Não receberam nenhum material impresso de orientação ou divulgação sobre as formas de prevenção para distribuir às famílias. Esses Agentes tiveram que ser criativos de sua forma para poder dar as orientações adequadas às pessoas deixando esses técnicos e profissionais sem saber o que fazer diante dessa pandemia e vendo as condições de saúde de nossos comunitários em desolação.
No início de março os quilombolas da comunidade de Jacunday acionaram o Secretário de Saúde do Município, o Sr. Michel Garcia, para tomar providências na comunidade diante de uma situação de 21 pessoas com sintomas parecidos aos da COVID-19, o Sr. Secretário ficou de enviar uma equipe para fazer testagem desde março e até hoje nenhuma equipe apareceu na comunidade.
As demais comunidades: Juquiri, Bosque, Mou-miri, Laranjituba, África, Samaúma, Cacoal, Espirito Santo e Castelo, são comunidades que não tem postos de saúde e não houve atendimentos de algumas espécie para os casos vinculados a pandemia. Assim como o Jacunday, África e Moju Miri,também acionaram o secretário de saúde e mais uma vez não tiveram seus pedido atendidos.

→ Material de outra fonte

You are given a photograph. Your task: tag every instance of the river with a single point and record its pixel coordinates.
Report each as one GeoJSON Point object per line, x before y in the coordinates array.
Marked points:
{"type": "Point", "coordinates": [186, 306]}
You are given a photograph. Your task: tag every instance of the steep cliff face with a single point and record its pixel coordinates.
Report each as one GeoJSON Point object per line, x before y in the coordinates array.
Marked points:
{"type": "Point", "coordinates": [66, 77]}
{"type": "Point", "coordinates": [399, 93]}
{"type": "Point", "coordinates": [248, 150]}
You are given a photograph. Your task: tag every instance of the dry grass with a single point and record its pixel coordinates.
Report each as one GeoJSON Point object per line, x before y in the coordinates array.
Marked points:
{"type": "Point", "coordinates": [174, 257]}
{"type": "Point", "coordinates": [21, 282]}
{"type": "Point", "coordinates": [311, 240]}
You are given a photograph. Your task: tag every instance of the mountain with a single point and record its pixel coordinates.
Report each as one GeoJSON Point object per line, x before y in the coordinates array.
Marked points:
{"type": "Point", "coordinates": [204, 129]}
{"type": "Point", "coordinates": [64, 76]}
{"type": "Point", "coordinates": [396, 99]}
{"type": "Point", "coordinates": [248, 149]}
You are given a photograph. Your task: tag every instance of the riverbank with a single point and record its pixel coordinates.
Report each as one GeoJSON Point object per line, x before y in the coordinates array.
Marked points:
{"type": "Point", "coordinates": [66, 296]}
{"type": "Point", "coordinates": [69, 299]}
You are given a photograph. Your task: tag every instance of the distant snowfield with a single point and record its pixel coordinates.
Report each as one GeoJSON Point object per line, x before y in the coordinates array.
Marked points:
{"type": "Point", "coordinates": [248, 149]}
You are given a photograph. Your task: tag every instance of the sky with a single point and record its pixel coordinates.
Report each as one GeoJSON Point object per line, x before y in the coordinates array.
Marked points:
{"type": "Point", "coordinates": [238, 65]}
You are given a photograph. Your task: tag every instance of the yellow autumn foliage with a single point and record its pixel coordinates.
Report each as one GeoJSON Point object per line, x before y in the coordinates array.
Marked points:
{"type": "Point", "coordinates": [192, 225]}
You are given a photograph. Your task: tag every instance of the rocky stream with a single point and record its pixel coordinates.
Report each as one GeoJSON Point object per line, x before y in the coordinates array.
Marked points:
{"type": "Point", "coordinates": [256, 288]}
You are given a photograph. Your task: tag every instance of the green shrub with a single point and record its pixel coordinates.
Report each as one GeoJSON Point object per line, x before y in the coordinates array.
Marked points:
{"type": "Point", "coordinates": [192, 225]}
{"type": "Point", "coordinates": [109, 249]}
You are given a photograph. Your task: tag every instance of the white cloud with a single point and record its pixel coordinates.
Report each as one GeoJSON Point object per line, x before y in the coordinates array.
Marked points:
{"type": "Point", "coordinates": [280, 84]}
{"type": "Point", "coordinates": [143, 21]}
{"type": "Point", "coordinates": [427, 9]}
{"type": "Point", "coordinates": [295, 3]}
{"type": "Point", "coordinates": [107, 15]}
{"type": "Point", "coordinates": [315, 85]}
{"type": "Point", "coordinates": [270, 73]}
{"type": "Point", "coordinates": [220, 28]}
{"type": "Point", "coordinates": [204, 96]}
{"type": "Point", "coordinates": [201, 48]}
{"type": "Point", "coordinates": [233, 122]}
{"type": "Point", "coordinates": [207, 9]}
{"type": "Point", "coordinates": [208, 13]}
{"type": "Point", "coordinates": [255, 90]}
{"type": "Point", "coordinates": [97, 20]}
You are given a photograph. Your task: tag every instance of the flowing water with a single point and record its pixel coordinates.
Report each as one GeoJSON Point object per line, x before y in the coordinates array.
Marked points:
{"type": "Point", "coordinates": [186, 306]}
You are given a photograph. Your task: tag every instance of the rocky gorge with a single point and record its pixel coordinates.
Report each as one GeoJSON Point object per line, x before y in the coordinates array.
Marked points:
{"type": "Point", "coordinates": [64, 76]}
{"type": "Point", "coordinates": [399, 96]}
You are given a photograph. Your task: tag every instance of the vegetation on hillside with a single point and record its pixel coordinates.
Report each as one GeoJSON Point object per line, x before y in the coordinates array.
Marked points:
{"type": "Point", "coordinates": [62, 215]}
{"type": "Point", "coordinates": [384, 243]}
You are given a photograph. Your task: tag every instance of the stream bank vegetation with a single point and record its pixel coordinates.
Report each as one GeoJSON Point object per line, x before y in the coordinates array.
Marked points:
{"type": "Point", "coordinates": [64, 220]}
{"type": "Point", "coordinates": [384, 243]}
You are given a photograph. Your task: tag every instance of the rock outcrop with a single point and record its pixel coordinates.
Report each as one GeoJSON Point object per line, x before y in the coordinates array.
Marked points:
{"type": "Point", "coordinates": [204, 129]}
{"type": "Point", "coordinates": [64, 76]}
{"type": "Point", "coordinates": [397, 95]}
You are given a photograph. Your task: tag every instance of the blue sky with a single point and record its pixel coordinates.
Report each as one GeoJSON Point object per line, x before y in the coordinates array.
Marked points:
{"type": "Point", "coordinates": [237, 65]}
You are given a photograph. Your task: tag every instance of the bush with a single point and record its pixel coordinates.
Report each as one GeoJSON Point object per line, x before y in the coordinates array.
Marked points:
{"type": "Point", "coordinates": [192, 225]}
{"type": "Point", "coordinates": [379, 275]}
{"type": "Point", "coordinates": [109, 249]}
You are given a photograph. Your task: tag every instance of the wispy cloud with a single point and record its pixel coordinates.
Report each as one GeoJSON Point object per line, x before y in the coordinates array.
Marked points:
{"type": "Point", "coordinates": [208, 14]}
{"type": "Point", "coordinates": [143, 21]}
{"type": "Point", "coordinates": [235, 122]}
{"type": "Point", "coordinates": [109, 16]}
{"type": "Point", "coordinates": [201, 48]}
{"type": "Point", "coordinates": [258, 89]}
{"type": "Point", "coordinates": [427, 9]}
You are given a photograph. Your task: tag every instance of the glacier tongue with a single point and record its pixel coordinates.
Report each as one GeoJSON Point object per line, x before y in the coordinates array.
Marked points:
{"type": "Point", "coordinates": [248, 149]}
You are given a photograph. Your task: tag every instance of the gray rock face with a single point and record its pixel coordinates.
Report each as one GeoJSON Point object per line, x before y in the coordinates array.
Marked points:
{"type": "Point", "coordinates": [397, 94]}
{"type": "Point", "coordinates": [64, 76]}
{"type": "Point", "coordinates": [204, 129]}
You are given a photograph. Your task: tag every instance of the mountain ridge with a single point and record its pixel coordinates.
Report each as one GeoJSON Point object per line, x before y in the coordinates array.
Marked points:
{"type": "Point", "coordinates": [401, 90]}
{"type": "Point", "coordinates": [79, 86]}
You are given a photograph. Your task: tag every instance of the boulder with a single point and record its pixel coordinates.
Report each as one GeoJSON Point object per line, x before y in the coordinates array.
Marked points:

Vacinas básicas com as da gripe que deveria ter chegado junto com a campanha que foi realizada a nível nacional, por exemplo, ainda não chegou aos territórios de Jambuaçu e demais. Temos idosos, pessoas em situações de risco, crianças, todos desassistidos nesse momento especial.
Essa é a realidade de nossos territórios, que diverge das informações apresentadas pelo Sr. Lira e nos deixa indignados com a desinformação que nos é apresentada, mas também com o descaso com que somos tratados. Não temos dados concretos da realidade de nossos territórios, não sabemos quantos casos reais temos, nem a situação que estamos, se nossa realidade está no nível de Alerta, Perigo Iminente ou Emergência em Saúde Pública. Pois, não temos diagnóstico de nossas áreas para afirmar nossa real situação.
Por esses motivos, apresentamos nosso repúdio aos esclarecimentos dados pelo Sr. Lira, visto que desconhece nossa realidade, busca fazer propaganda de fatos inverídicos e tem viés discriminatórios às comunidades quilombolas, apresentando um despreparo e descuido com as informações apresentadas, o que leva a nós quilombolas a nos sentir ofendidos diante dessa resposta mal formulada.
Por fim, queremos dizer que existem comunidades quilombolas para além do Jambuaçu que o plano de ação em nenhum momento se refere a nenhum quilombola, comprovando o descaso com essa população que, por lei tem direito à políticas com recorte racial. Aproveitamos para convocar os gestores municipais para uma visita as nossas comunidades para conhecer a realidade.
Atenciosamente, assinam a nota as Comunidades Quilombolas de Moju:
1- Comunidade Quilombola São Sebastião – Jambuaçu
2- Comunidade Quilombola Laranjituba;
3- Comunidade Quilombola Cacoal ;
4- Comunidade Quilombola Espirito Santo;
5- Comunidade Quilombola Moju Miri;
6- Comunidade Quilombola África;
7- Comunidade Quilombola São Jorge;
8- Comunidade Quilombola Sitio Bosque;
9- Comunidade Quilombola Juquiri;
10- Comunidade Quilombola Santa Maria – Jambuaçu;
11- Comunidade Quilombola Jacunday;
12- Comunidade Quilombola São Manoel – Jambuaçu;
13- Coordenação Estadual das Associações Quilombolas do Pará;
14- Bambaê Quilombola – Coordenação das Associações Quilombolas de Jambuaçú – Moju – Pará.